Slashdot Mirror
Fujitsu HDD with AES 256-bit Encryption
An anonymous reader writes "Fujitsu today updated its 2.5" 320GB hard disk drive with automatic hardware-based encryption to effectively secure data against theft or loss. According to Fujitsu, the MHZ2 CJ series is the first hard disk drive in the world to support the 256-bit Advanced Encryption Standard (AES). The drive implements the AES hardware encryption directly into the processor chip of the hard disk drive, resulting in more robust security and faster system performance than software-based encryption."
Why have encryption at the hardware level when you can use e.g. Linux's crypto device-mapper tool? That also allows you to keep certain partition encrypted for privacy and other partitions unencrypted for performance.
320GB is alot of child pornography.
I fail to see how this is useful. The key is stored on the drive... and there are no authentication measures.
Aside from the data bits on the physical platter being encrypted, how is this secure?
Let's hope Fujitsu doesn't take after Microsoft "security" and embedd the private key in a dll of their driver or within the firmware of the drive.
Right, so if the drive is stolen and put in another machine, the AES key is included on the processor, which is part of the drive?
If you post as Anonymous Coward, don't expect a reply.
My question/concern that I've always had with encryption is how can I recover from a crash? On a normal HD, if Windows won't boot (from a bad MBR or a failing drive), I could hook the drive up as a slave to another machine and start pulling data off of it. Is it possible to do this with any full drive encryption (software or hardware)?

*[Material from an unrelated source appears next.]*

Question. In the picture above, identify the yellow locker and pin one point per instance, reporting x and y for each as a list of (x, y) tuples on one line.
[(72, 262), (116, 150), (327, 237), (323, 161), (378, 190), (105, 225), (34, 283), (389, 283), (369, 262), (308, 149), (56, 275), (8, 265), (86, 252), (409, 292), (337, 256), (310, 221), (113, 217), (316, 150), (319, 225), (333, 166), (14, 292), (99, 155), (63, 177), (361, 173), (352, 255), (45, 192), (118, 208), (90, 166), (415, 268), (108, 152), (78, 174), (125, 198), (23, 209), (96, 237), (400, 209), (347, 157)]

I realize that being able to pull data when hooked up as a slave defeats the purpose of encryption, but I would hope that there is some way (maybe with a key created prior to the failure?) to recover.
your friends at the NSA ask Fujitsu for the back door.
I'm going to stick with kernel-mode volume encryption.
640k ought to be enough for anybody...
Way more than enough.
Maybe this is a sensible design, and there is a software front end to the driver which passes a key you specify to the processor to encrypt data (with all the trimmings; keyfiles, salt, entropy etc), but all the enc/dec overhead is handled on-chip, not in main memory.
Kind of like accessing a TrueCrypt volume on a networked machine, if you catch my drift.
Then again, none of these devices seem to have been thought out properly... I'll stick to TrueCrypt volumes and cheap external drives (which, by the way, are more than responsive enough to access DVD video and high quality OGG audio from).
DVD's I own, and OGG from Jamendo.com, obviously.
Finally had enough. Come see us over at https://soylentnews.org/
10 Years from now will we all be content with the promise delivered with quantum cryptography, traveling the globe with all of our data instantly available with 'unbeatable' security?
Or will it continuously escalate to the point that we start seeing more and more networks running 'off' the grid? Transporting data in person as on-the-fly decryption becomes increasingly prevalent. (Here we come Johnny Mnemonic)
They don't want to tell you, but here's what information they made available: http://www.fujitsu.com/global/news/pr/archives/month/2008/20080421-01.html
"The conventional response to this problem has been the use of BIOS passwords(4) and software-based encryption. Seeking a more robust form of data security, Fujitsu has now developed 2.5" hard disk drives with hardware-based AES encryption using industry-leading 256-bit key.
The built-in AES automatically encrypts all data when storing it on the hard disk drive and decrypts the data when read. Unlike software-based encryption, the key does not reside in the computer's memory. This makes it more resistant to attack and imposes no processing overhead on the CPU, optimizing system performance. "
Let the guesswork begin?
-- "So they told me that using the download page to download something was not something they anticipated." - Bill Gates
Please excuse my ignorance but I fail to understand how this could be faster.
In a modern day computer the bottleneck is the long term storage (HDD, DVD Rom etc). Memory and CPUs are extremely fast by comparison.
So I don't entirely understand how shifting encryption down the IO bus is really helpful.
Plus by doing so you lose tons of functionality and if the implementation gets "broken" (AES gets cracked) then you are kind of stuck unless Fujitsu are going to release an update back-ported to all of their old drives (and a lot of hardware vendors can't even support stuff from a year ago, let alone several).
Plus aren't laptops designed entirely around keeping the hard drive in almost a zero power state as long as it can?
Hardware based doesn't seem to mean much anymore. It seems to me that hardware based used to mean purpose built hardware to do only one task. Now it means "we put a tiny computer in the hardware." It's only slightly more secure than doing things like encryption on the OS because your just moving the work from one generic processor to another. If some malicious programmer knows what you are doing he/she could just as easily take over that "tiny computer in the hardware" as the CPU.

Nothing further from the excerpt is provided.